SUNDAY SHOWS

Rattner: Economy Not in Danger of Another Recession

Updated: June 3, 2012 | 1:37 p.m.
June 3, 2012 | 12:28 p.m.

Former White House car czar Steve Rattner predicted on Sunday that the economy is not in danger of slipping back into a recession and rejected Mitt Romney’s attempts to take some credit for the auto industry’s turnaround.

“I would say the probability is still quite low that we will actually go back into another recession,” Rattner said on Fox News Sunday in response to the weak job numbers released on Friday showing only 69,000 jobs were created in May. “We are growing slowly, but we are growing.”

He noted that sectors that might contribute to higher growth are still struggling including housing and the public sector, where many states have laid off workers.

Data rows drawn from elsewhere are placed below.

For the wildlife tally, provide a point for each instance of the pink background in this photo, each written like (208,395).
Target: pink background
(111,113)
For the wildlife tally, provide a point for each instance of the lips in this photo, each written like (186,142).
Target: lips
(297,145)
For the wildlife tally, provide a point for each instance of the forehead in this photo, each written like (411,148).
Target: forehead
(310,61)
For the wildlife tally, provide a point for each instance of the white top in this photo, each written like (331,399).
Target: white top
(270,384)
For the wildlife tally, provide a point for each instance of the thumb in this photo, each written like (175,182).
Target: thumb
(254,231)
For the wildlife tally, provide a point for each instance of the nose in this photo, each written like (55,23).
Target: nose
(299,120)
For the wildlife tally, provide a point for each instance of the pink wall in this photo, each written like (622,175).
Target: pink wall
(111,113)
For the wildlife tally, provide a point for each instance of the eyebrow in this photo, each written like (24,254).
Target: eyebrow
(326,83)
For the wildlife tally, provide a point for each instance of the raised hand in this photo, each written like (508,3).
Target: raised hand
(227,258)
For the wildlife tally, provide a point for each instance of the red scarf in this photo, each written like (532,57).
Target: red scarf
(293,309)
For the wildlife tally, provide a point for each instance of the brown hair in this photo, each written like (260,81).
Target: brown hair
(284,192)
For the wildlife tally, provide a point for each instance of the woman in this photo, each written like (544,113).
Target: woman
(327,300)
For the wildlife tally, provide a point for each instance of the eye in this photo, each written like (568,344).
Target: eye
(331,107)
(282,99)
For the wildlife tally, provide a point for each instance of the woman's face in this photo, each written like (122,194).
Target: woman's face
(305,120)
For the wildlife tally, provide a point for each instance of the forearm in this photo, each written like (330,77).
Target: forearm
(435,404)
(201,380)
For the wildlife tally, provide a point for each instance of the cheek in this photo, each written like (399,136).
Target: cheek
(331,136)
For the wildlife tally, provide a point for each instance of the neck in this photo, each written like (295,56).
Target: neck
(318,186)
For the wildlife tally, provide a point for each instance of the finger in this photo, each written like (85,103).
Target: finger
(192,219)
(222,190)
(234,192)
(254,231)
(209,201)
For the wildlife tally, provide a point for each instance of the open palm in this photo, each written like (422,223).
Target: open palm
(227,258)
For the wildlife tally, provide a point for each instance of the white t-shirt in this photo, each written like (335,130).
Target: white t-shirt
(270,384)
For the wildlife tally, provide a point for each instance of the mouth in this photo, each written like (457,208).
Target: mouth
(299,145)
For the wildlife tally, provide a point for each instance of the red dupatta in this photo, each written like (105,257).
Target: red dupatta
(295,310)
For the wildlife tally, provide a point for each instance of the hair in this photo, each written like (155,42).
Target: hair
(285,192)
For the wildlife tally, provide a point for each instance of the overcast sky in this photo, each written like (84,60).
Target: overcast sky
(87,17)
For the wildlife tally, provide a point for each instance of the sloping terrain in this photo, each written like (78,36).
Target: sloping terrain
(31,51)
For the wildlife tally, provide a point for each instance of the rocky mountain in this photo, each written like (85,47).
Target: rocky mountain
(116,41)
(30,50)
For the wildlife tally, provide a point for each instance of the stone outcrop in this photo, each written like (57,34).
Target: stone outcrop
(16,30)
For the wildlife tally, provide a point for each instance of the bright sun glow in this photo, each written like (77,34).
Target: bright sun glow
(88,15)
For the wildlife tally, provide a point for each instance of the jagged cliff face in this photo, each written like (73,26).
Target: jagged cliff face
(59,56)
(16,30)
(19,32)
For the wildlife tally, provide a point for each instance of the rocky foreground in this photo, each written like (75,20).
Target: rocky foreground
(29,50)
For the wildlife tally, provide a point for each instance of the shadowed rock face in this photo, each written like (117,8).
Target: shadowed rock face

Meanwhile, he also described Romney’s claims weeks ago that the Obama administration followed his call for a managed bankruptcy for the auto industry as “completely false.” He was responding to Romney adviser Ed Gillespie’s comments that the auto industry could have obtained capital from private sources instead of turning to the federal government for a bailout.

“There are differing opinions as to whether that could have been done. Governor Romney’s belief and the belief of many other people is that we would have been better off if we had gone through a managed private sector bankruptcy,” Gillespie said during an appearance on the same program. He added that Romney’s recommendation would have made the auto industry more viable in the long run.

Rattner, who led the auto bailout program for the administration, flatly rejected Gillespie’s view. If the government had not intervened, Rattner said, both General Motors and Chrysler would have been in bankruptcy for many years, which would have cost “hundreds of thousands of jobs,” instead of the more accelerated bankruptcy facilitated by the government’s assistance.

“The fact is there was no private capital available for these companies,” he said. “Not only did President Obama recognize that, President Bush recognized that. The first $17 million was in put in by President Bush,” Rattner said. “It would have been government or nothing.”